We have been investigating the mechanism for maintaining function and survivability of cells arrested at G0 phase (cellular quiescence), where cells cease proliferation. Recently, we found that two major proteolytic machineries, the ubiquitin/proteasome system and autophagy, cooperatively contribute to the survival of G0 cells and the quality control of mitochondria in G0 phase specific manner. This result was published in the Proceedings of the National Academy of Science of the United States of America. In G0 phase, the proteasome is engaged in the maintenance of mitochondrial function and in reducing production of harmful oxidative stress. On the other hand, autophagy contributes to reducing the accumulation of oxidative stress by degrading damaged mitochondria which produce oxidative stress. Therefore, G0 cells are doubly protected from accumulation of lethal oxidative stress by two defense systems, the protesome and autophagy.

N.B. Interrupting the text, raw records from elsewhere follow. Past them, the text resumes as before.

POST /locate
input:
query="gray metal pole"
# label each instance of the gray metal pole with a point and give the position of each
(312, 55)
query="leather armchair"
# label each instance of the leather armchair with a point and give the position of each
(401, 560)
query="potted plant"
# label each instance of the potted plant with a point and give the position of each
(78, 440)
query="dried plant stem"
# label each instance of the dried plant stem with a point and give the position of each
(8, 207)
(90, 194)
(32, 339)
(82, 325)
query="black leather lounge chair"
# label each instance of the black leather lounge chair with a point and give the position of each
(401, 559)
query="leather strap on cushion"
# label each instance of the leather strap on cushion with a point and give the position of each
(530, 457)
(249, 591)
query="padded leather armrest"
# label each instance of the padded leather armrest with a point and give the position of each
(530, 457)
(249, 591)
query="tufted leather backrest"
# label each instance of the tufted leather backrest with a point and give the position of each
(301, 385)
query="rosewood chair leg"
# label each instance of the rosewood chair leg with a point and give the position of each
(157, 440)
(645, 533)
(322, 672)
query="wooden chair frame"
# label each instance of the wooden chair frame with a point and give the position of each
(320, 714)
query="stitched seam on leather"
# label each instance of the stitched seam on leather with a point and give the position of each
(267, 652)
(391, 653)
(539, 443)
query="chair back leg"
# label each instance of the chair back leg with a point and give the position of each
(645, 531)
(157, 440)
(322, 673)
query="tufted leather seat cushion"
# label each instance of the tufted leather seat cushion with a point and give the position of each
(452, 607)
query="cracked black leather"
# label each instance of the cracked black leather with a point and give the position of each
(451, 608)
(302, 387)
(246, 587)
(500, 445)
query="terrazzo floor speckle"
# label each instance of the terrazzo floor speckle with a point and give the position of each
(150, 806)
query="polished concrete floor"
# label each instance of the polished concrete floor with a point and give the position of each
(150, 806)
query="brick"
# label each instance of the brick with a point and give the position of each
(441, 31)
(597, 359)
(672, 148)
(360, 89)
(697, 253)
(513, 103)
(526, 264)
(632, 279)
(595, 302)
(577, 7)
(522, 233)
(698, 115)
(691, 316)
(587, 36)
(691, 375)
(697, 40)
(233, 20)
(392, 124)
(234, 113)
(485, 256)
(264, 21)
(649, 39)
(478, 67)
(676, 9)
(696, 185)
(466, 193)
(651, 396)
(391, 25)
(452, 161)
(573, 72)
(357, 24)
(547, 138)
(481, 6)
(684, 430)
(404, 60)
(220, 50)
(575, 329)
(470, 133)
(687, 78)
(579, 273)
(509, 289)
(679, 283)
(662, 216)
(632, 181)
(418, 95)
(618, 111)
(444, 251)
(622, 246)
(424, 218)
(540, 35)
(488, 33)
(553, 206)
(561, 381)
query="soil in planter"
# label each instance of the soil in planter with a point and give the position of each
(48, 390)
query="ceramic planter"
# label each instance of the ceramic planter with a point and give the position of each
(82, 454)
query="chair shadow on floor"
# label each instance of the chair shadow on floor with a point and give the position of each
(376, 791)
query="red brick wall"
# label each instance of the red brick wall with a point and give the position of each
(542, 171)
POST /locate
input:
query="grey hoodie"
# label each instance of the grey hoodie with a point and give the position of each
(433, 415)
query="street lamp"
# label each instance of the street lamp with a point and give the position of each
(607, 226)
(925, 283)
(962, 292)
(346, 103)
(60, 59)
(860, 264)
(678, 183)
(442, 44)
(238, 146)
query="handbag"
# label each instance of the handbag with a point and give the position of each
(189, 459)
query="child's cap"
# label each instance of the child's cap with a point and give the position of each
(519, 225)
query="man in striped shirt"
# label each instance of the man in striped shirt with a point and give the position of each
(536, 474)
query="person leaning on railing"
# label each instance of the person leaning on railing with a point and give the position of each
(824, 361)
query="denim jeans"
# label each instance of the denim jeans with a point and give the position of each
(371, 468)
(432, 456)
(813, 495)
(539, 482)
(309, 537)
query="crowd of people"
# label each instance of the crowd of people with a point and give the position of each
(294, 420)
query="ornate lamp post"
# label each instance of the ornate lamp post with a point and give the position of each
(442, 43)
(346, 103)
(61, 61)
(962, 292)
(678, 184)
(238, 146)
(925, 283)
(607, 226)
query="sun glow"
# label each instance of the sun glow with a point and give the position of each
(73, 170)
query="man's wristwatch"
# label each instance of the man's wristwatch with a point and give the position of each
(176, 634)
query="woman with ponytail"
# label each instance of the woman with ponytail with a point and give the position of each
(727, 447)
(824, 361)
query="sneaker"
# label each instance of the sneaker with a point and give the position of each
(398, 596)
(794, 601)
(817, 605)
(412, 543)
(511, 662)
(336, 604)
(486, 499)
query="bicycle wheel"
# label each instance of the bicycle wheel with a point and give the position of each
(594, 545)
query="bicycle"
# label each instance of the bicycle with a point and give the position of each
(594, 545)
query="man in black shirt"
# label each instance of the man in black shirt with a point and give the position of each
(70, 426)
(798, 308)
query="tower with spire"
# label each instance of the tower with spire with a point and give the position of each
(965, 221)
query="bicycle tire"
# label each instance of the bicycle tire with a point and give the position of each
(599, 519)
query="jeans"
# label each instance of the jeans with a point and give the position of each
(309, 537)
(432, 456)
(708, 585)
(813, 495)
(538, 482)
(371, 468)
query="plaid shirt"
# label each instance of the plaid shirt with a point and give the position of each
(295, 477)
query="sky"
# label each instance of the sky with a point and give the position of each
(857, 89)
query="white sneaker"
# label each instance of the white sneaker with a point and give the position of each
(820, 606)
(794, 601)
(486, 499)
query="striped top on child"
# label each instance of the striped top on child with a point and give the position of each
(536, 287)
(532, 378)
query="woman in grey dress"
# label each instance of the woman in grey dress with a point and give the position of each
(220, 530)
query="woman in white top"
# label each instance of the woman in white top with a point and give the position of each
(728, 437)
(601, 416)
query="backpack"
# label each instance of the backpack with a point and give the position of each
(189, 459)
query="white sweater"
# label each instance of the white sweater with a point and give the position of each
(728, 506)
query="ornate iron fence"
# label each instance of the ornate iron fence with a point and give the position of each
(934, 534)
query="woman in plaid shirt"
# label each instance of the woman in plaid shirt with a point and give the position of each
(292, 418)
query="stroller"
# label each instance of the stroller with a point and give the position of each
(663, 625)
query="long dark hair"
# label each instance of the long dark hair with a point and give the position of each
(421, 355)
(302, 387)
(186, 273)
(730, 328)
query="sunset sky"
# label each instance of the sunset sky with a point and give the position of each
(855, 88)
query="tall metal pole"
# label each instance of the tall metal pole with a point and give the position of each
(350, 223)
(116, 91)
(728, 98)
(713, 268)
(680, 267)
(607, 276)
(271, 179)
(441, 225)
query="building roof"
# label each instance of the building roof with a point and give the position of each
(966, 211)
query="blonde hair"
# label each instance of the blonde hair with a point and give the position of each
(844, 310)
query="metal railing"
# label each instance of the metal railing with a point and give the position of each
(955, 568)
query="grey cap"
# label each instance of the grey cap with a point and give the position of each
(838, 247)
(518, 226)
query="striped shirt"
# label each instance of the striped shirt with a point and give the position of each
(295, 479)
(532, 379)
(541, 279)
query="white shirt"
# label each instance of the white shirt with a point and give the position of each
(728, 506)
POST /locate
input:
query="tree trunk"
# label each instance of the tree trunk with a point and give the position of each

To obtain further knowledge of the mechanism of maintaining G0 phase cells, we proposed the following two themes to the Astellas Foundation for Research on Metabolic Disorders.

I. Identification of proteasomal substrates which are important for mitochondrial functions and maintenance.
II. Understanding the mechanism by which the autophagy system recognizes and degrades damaged mitochondria.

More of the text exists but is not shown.